Predicting ovarian cancer
Article first published online: 12 AUG 2005
BJOG: An International Journal of Obstetrics & Gynaecology
Volume 107, Issue 11, page vii, November 2000
How to Cite
(2000), Predicting ovarian cancer. BJOG: An International Journal of Obstetrics & Gynaecology, 107: vii. doi: 10.1111/j.1471-0528.2000.tb11640.x
- Issue published online: 12 AUG 2005
- Article first published online: 12 AUG 2005
The surgical treatment of an ovarian tumour is a problem. Since to the naked eye it is often impossible to determine whether the tumour is benign or malignant, inappropriate radical surgery may be performed where the tumour turns out to be benign, or inappropriate conservative surgery where the tumour turns out to be malignant. This problem has resulted in the search for methods to determine pre-operatively the nature of an ovarian tumour so that the correct surgical treatment may be given. These methods rely on mathematical models derived retrospectively from multiple logistic regression analysis of various risk factors associated with ovarian cancer, but it is not clear how well these models perform prospectively. Naaila Aslam and her colleagues (pages 1347–1353) compared three mathematical models for the prediction of ovarian cancer: the risk of malignancy index, the revised risk of malignancy index, and Tailor's regression model. These models were tested prospectively in 63 women with adnexal masses, in 23 of whom the masses were malignant. Not surprisingly none of the models performed as well in this prospective study as they did in previous retrospective studies. There was a systematic difference between the models, for the sensitivity in Tailor's regression model was significantly less than in the two risk of malignancy models (χ2= 6.15; DF = 2; P < 0.05). Furthermore the performance of the unmodified risk of malignancy index approaches that of a “good test”, the likelihood ratio of a positive test being 9.25 and a negative test 0.28. This means that if the background risk of malignancy in a population of women with an adnexal mass is 10%, this risk will increase to 51% if the risk of malignancy index is positive, and decrease to 3% if the risk of malignancy index is negative. These results imply that if the risk of malignancy index is positive the woman should be referred to a cancer centre for radical surgery, but if it is negative conservative surgery is justified.
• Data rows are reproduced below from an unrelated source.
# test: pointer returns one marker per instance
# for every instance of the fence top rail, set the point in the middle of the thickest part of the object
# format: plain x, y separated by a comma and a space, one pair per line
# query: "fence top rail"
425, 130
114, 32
However this study suggests that further refinements of the predictive models are required. Fifteen of the 23 ovarian cancers in the study were advanced, such that the diagnosis of probable malignancy did not require the sophistication of a mathematical model. Since the real problem is the treatment of an isolated adnexal mass, future research into predictive models for the diagnosis of ovarian cancer should be confined to women with such an isolated adnexal mass. Furthermore in this study there was a mixture of histological types of ovarian cancer — invasive epithelial, borderline epithelial, and non-epithelial. It was not surprising that Tailor's regression model performed less well than the others, since it was derived from women with invasive epithelial cancers only. Since the morphological characteristics of ovarian tumours will vary with these different histological types, it may be necessary to develop mathematical models for each histological type. The science of predicting ovarian cancer has only just begun.